Amanda Pleau lives in Bath.
At the annual Maine Tourism Conference recently held in Rockport, keynote speaker Janette Roush, chief AI officer and SVP of innovation at Brand USA, spent 45 minutes attempting to convince the room that using AI to improve productivity is the way of the future.
Her AI put together her PowerPoint presentation, and created a list of tasks for the day. She has her AI review transcripts of phone calls to prepare for meetings. Meanwhile, the sold-out crowd of 350 waited for news of Gov. Janet Mills’ veto on the bill to ban data centers in Maine.
Roush said that the environmental problem with using AI is that companies aren’t overseeing the use of AI for efficiency and a superfluous number of workers are using Chat GPT in secret on their phone to do their work. In addition, she compared the decision to use AI to eating meat — another moral choice for which one individual’s habits is a drop in the bucket.
First, I’d like to acknowledge that Pandora’s box has already opened; we can’t go back to a world before AI. Early on, I dabbled with AI. I’ve also smoked a few cigarettes — trying something isn’t an endorsement. There are folks for whom AI is a big part of their day, their lives, and many don’t have a choice. They’re probably very lonely.
AI doesn’t improve efficiency, it replaces jobs, ruins skill sets and your memory.
AI models were trained on the work of writers and artists without their consent, which is unethical. There is no ethical consumption under capitalism, but paying for AI does not help local economies; it goes in the pockets of the richest people on the planet. Didn’t we learn our lesson with Poland Spring?
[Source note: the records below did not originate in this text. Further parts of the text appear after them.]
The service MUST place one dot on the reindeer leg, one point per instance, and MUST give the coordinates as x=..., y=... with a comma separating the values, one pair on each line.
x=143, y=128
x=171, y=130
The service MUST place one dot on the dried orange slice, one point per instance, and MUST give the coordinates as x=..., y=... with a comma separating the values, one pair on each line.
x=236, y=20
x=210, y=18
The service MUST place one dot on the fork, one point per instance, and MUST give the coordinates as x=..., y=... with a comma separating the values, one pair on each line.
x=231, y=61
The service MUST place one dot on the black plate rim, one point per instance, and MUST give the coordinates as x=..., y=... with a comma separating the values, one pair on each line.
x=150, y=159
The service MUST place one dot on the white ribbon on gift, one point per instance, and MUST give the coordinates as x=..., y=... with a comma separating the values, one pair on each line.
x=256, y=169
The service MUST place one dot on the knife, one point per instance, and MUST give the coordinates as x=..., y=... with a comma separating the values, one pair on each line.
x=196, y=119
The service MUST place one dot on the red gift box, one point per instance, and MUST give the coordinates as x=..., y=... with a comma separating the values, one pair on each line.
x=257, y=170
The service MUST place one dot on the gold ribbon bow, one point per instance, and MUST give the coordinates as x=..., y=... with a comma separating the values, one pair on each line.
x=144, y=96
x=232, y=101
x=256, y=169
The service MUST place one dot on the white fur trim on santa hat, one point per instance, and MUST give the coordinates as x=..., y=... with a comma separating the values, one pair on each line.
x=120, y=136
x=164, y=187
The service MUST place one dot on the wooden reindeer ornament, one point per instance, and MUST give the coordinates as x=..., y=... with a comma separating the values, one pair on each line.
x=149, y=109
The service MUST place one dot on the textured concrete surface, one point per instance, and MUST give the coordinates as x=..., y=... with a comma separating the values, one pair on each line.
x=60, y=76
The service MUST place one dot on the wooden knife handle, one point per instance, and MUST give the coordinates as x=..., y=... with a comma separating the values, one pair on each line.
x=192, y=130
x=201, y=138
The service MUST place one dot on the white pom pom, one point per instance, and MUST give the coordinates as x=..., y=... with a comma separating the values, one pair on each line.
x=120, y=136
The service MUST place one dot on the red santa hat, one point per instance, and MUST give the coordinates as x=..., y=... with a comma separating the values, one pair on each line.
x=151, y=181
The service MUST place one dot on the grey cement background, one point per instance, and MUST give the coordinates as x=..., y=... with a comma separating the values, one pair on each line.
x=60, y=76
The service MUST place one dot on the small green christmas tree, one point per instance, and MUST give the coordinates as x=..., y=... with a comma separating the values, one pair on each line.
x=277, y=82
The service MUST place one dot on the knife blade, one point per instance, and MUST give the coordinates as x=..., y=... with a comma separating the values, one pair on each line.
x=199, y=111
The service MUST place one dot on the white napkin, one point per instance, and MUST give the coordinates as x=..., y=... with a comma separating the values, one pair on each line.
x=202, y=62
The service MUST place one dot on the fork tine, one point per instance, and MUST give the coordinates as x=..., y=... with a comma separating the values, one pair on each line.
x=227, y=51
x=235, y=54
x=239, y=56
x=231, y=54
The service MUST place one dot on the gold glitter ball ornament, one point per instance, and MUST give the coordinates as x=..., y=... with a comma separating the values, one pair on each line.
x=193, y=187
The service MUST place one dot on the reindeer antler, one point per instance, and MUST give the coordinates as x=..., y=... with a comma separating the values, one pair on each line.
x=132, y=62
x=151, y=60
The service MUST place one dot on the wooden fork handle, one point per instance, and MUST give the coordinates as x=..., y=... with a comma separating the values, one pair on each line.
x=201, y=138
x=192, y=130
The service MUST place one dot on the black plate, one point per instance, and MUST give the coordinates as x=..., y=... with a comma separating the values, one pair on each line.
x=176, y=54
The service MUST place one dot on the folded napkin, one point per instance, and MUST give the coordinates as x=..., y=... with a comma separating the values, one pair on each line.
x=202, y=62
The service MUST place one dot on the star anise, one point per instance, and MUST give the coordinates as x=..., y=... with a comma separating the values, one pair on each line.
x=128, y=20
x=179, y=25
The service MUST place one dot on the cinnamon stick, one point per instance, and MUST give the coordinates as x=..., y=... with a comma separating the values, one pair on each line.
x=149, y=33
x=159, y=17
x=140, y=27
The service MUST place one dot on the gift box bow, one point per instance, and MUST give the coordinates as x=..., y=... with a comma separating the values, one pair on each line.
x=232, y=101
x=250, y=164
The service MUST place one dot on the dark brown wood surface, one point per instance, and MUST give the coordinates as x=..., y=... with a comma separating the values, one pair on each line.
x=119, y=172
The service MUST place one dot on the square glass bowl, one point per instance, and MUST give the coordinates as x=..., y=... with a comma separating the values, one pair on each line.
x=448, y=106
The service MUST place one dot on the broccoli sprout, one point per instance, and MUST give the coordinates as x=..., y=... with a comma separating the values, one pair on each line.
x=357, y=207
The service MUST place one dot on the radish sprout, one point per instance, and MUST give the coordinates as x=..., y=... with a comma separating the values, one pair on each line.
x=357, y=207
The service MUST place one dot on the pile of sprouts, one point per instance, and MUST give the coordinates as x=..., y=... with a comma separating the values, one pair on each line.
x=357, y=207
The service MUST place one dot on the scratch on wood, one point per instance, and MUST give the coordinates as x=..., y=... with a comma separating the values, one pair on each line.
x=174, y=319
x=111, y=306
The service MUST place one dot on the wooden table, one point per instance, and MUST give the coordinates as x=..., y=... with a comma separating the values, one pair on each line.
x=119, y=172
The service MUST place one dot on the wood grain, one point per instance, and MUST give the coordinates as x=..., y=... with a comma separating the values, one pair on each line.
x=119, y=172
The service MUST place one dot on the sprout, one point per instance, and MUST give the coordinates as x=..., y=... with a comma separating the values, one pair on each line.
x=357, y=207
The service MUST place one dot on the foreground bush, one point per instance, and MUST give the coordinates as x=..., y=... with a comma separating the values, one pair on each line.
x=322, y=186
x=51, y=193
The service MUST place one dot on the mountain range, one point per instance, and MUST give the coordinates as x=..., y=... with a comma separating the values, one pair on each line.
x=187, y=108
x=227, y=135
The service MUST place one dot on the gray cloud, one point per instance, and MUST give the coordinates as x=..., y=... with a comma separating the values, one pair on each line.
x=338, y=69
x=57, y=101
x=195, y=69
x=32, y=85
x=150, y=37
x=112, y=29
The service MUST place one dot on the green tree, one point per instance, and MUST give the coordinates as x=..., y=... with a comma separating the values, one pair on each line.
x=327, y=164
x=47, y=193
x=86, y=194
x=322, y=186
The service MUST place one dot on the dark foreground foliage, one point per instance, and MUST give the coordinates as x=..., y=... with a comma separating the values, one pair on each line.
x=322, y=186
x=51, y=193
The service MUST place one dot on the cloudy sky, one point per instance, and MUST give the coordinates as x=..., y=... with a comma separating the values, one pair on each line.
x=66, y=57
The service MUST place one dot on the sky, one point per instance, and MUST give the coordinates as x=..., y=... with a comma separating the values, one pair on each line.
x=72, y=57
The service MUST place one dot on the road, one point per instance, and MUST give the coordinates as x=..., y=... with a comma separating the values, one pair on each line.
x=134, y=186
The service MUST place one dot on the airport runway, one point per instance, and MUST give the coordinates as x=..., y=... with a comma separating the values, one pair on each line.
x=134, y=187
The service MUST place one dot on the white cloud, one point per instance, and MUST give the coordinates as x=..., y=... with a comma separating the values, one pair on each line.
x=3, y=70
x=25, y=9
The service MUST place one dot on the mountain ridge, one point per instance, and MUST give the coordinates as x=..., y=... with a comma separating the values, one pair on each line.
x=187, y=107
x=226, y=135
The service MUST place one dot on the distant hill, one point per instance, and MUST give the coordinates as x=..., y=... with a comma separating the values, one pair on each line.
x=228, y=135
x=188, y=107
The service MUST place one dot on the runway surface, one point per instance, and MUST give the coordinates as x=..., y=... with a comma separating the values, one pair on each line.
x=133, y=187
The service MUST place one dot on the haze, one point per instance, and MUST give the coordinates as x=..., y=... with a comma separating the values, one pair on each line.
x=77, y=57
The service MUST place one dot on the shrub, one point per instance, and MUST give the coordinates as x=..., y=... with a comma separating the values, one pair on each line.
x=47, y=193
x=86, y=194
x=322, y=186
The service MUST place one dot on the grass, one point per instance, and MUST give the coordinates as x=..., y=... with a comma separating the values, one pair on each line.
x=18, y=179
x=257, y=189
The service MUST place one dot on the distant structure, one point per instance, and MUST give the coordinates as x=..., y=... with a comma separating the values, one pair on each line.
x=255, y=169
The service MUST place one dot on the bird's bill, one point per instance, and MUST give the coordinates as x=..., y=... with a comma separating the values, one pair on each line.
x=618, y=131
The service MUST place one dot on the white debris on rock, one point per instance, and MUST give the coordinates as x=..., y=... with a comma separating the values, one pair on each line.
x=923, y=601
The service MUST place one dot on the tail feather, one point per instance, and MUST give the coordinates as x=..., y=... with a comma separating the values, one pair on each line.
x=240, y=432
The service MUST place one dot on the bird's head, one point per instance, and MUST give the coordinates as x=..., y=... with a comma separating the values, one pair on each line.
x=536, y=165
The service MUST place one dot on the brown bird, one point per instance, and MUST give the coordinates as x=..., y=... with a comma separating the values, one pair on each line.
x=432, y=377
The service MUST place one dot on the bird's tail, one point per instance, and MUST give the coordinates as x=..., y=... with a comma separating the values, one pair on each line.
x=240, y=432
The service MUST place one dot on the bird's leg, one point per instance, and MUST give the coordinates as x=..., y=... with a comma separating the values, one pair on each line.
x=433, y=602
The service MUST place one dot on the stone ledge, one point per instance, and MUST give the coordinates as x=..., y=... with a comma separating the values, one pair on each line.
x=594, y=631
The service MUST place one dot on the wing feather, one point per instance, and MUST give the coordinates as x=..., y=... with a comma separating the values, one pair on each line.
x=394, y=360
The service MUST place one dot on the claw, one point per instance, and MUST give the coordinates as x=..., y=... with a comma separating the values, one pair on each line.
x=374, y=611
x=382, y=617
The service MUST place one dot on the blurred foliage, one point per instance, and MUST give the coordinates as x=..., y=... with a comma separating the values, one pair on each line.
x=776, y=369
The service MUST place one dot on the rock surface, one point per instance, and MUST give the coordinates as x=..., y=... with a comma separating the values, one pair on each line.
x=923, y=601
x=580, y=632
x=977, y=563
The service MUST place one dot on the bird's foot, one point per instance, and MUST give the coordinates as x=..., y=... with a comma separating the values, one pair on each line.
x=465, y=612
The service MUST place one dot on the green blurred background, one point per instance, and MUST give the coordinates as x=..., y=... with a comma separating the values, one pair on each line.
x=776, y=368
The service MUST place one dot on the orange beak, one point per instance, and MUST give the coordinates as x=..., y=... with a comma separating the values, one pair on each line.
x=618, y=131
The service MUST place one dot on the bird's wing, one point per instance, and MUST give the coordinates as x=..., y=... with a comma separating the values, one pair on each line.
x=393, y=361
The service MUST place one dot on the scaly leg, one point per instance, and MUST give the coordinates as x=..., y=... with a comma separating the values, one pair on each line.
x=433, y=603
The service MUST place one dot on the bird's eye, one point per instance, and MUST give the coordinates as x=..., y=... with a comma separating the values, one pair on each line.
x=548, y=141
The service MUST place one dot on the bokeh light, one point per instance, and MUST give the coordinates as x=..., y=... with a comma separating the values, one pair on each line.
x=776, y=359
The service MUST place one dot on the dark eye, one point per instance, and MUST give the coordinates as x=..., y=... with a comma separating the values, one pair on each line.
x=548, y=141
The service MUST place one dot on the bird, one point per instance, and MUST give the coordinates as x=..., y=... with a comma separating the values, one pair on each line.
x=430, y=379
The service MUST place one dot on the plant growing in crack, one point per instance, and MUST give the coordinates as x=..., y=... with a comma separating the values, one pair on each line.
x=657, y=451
Stop using Maine’s natural resources to up the ante.
In the ballroom in Rockport, someone who works in the windjammer fleet, Maine’s historic sailing vessels, asked what AI for productivity has to do with Mainers, specifically, who still go out there and get dirty. Another representative from a nonprofit nature center asked how we can reasonably use AI while protecting our arts and culture. Some of us were clearly fired up.
Recently, I was asked to co-present at a local conference with two other professionals I had just met in the cultural industry, and I sent my slide deck to my co-presenter later than I had planned. My co-presenter stayed up late into the wee hours of the morning adapting my part so everything looked cohesive and professional. I was embarrassed, but deeply grateful. We bonded over the experience and now regularly share professional resources and gossip. That’s an experience I’ll never share with a bot.
In Maine, we work on old boats, protected land and historic landmarks in addition to screens; we “touch grass” and get dirty. They say “forged by nature” — not AI.